One. Clean out your jar as normal, fill it with boiling water and let stand. After an hour or so empty the water and let air dry.
Two. Get your wax ready – cut, shave, chip or grate your desired amount of wax away from your block in whatever fashion you like. If it is your first time try a few methods until you find the one that best suits you.
Three. Get the water boiling in your bottom pan. Water and wax don’t mix well, you’ll end up with a hot mess so try to be careful not be splashing around everywhere. Put the wax from point two into the top pan and put over the boiling one. I’m always amazed at how quickly it melts! Swirl around every now and again and when everything is melted take the top pan away. Let the wax cool slightly. Be REALLY careful hot wax is very dangerous!
Four. As you are melting your wax get your final jar prep ready. Trim your wick a little too long as you can trim it at the end. If you are using a tiny jar like me you can wrap the top of the wick (if pre waxed) around a toothpick and balance that on top of the jar giving it a nice central position to ensure the best result when burning. You can use a bbq skewer if you want something bigger.
Five. Put some old plastic packaging where you are going to be filling the jar as wax is a really hard thing to clean away and this way you can just throw away the plastic if any drips…drip. Pour most of your slightly cool wax into the jar (exciting!!) taking great care. Fill your jar about 1-2cm less than your final desired level. Now leave to cool for an hour. As the wax cools you will find that it dips in the middle.
Six. When your wax is cool enough to touch you will find that you have a crater in the middle, you now need to top it up. Use the leftover wax (it needs to be of the same batch – especially if you are making your own wax combinations) which may or may not need to be reheated slightly. Pour this to fill the crater but ensure that it also fills a cm deep across the whole surface of the jar. This stops any problems of air spaces when burning.
Seven. Leave to cool completely, trim the wick. Use paper and PVA to decorate the lid and there we go.
Eight. Now to clean – you NEED to do this immediately…or there will be trouble ahead. Pour any residual wax back onto your block or into a new container. Throw away the plastic you were pouring over.
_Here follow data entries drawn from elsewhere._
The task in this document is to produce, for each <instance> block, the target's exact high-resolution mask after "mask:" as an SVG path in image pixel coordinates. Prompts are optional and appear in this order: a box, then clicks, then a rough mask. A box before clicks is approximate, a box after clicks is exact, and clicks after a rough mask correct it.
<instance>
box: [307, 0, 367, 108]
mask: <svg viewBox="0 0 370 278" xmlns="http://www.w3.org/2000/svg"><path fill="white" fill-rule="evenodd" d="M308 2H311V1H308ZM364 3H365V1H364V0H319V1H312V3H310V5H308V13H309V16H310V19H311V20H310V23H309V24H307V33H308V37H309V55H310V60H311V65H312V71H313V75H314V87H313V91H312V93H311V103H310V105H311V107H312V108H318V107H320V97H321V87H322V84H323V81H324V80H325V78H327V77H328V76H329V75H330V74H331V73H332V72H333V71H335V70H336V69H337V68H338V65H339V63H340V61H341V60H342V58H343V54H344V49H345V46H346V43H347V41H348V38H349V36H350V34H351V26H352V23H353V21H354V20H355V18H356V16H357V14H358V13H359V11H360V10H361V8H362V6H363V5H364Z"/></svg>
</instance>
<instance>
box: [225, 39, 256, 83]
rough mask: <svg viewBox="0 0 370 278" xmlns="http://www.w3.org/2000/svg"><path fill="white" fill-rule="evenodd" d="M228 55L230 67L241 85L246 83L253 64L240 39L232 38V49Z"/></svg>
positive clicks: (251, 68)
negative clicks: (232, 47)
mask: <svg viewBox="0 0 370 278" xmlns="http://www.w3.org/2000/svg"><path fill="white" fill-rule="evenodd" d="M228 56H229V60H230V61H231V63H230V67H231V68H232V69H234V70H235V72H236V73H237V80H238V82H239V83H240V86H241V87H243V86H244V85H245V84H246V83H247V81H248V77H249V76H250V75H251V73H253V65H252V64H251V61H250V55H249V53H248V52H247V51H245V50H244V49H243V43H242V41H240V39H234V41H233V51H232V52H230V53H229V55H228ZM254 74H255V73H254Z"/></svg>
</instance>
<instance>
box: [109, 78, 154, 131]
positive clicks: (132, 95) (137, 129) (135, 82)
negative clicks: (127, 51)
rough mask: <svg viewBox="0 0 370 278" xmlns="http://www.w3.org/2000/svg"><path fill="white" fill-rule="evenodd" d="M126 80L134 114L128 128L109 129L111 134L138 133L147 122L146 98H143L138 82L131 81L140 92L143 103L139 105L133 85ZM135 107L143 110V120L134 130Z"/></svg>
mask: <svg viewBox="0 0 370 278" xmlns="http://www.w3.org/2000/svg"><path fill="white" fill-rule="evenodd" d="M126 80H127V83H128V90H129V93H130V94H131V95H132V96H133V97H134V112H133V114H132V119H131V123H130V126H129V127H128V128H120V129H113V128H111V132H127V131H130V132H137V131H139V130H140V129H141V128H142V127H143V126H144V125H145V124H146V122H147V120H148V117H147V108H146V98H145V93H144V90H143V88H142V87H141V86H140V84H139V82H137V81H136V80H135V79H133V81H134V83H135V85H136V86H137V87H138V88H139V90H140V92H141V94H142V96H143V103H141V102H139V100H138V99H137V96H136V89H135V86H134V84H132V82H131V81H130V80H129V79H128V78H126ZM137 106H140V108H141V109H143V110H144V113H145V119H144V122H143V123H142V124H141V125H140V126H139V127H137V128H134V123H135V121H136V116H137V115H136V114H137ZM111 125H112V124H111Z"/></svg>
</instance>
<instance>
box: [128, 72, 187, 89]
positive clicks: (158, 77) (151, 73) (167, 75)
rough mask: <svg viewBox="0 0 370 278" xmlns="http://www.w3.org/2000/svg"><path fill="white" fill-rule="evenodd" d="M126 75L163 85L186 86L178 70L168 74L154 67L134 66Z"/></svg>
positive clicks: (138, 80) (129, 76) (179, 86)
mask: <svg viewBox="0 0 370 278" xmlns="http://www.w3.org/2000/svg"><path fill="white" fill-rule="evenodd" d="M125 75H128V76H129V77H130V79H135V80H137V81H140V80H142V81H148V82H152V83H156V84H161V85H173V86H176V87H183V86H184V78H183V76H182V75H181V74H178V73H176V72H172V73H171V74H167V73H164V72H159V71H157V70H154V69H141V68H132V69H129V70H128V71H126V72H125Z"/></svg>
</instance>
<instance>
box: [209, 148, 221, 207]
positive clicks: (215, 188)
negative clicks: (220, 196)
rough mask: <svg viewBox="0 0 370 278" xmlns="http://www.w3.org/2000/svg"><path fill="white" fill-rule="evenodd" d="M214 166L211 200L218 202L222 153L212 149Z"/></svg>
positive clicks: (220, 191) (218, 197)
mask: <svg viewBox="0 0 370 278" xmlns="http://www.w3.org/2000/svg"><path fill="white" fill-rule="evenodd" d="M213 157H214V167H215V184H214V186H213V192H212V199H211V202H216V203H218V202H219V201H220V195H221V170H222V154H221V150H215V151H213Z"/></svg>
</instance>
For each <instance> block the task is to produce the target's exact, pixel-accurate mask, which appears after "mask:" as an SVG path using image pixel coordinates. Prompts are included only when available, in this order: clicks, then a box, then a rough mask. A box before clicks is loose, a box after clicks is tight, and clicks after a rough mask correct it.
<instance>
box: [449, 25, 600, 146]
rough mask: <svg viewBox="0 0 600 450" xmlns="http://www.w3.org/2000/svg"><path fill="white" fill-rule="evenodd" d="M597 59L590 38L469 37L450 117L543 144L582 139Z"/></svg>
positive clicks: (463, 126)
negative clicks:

While your pans are hot (but not scalding) use kitchen roll/paper and wipe the inside of the pan. You’ll be amazed at how much wax you cannot see that comes off, I’d suggest doing this at least three times and a quick one in the boiling water pan. No need to scrub in the sink but make sure that you DO NOT USE THIS PAN FOR COOKING FOOD.
And there you have it! I hope you give it a try and I would love to see your photo’s!